Weigel argues that the drama of Catholic history for the last 200 years has been the move from a hostile confrontation with modernity – as exemplified by the Syllabus of Errors of Pius IX – to an attempt to provide a Christian foundation for the noble parts of the modern project. The latter would be exemplified by Vatican II’s declaration of religious freedom. The first protagonist was Leo XIII.
“Leo’s grand strategy took a dramatically new tack,” writes Weigel. “He would lead a Church that would neither reject modernity outright nor surrender to it, as much of liberal Protestantism was in the process of doing. Rather, the Church of the Leonine Revolution would engage modernity with distinctively Catholic tools in order to propose a surer moral and cultural foundation for the modern world’s aspirations.”
Weigel’s “Leonine Revolution” touched everything from biblical studies to philosophy, astronomy to diplomacy. But its high point was social doctrine, as Leo sketched out the principles of a modernity animated by the Christian tradition. In Weigel’s telling, Leo realised that modernity had at its core an empty shrine. Leo thought that Christian revelation could fill it.
That something revolutionary was afoot came early “when 15 months after his election, Leo named John Henry Newman a cardinal … a clear indicator of the Pope’s understanding that Catholicism evolved over time and it underscored the new pope’s willingness to engage the modern world with Catholic intellectual tools.”
Back then to Loreto. The recent addition to the Church’s universal calendar of a new Marian feast has a connection to Vatican II, St John XXIII and the Church’s engagement with modernity.

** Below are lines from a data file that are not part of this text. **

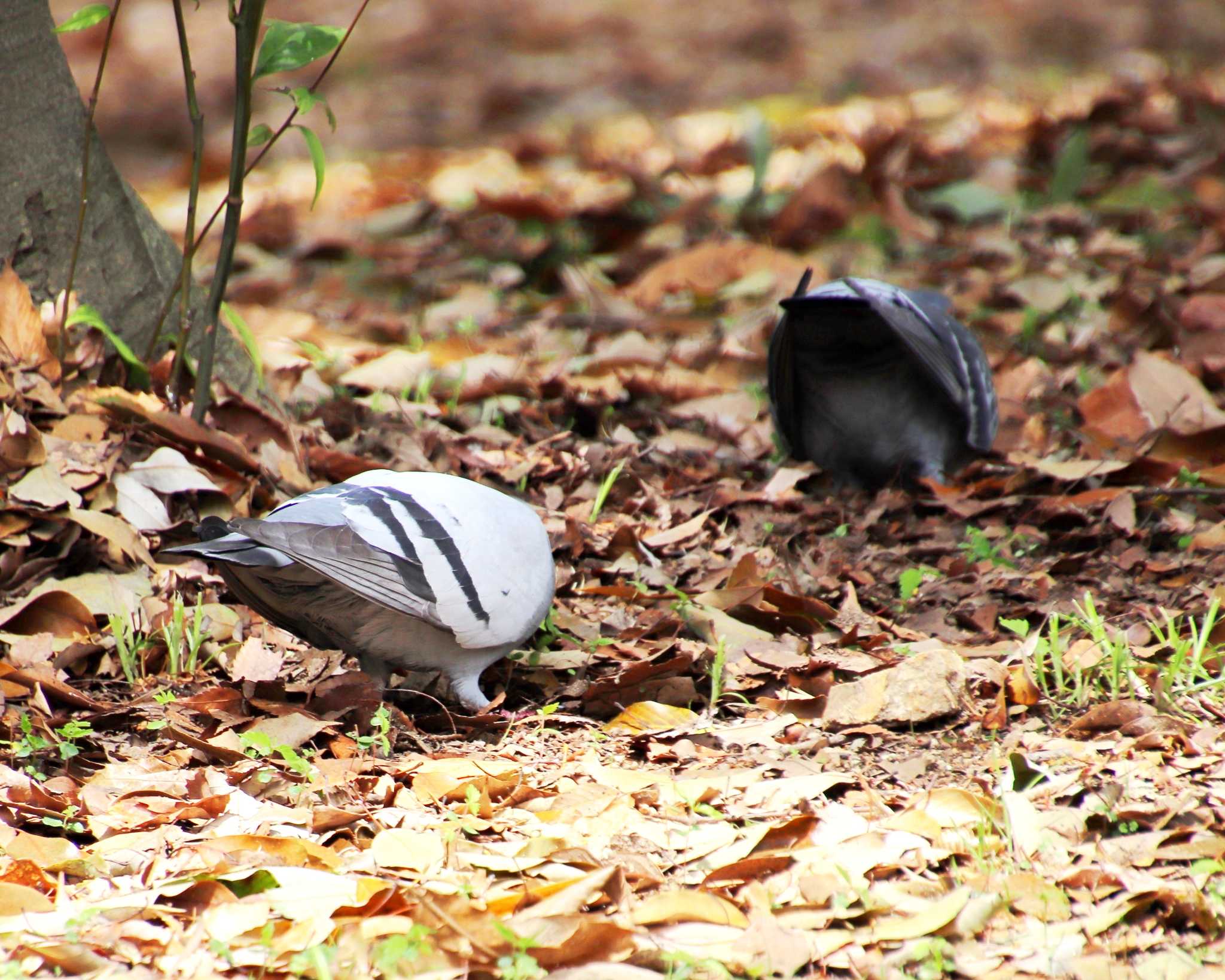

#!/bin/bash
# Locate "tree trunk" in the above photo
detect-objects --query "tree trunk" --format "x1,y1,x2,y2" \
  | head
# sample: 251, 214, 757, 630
0, 0, 255, 391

The new feast may not get much traction, given that it falls on December 10, putting it between the solemnity of the Immaculate Conception, December 8, and the feast of Our Lady of Guadalupe on December 12. Most parishes would not opt to celebrate three Marian feasts in five days, all the more so in Advent.
Loreto, though, remains linked to Vatican II. John XXIII went there on the eve of the Council, to pray for its success. It was the first time a pope had left Rome since the time of Pius IX. Even though the “Roman Question” had been settled in 1929 with the creation of the Vatican City State, neither Pius XI or Pius XII would travel beyond Rome.
When St John XXIII left Rome, it was a visible manifestation of the missionary impulse he desired Vatican II to have, and which he placed at the heart of his opening address indicating the programme of the Council.
Weigel sees here the “grand strategy of John XXIII: focus the energy that had been let loose in the Church by the Leonine Revolution through the prism of a general council of all the world’s bishops, and call the Church to a new engagement with the world, precisely for the sake of the world’s conversion.”
Leo had been a missionary prisoner. John XXIII decided that it was time to stop being a prisoner in order to be a better missionary.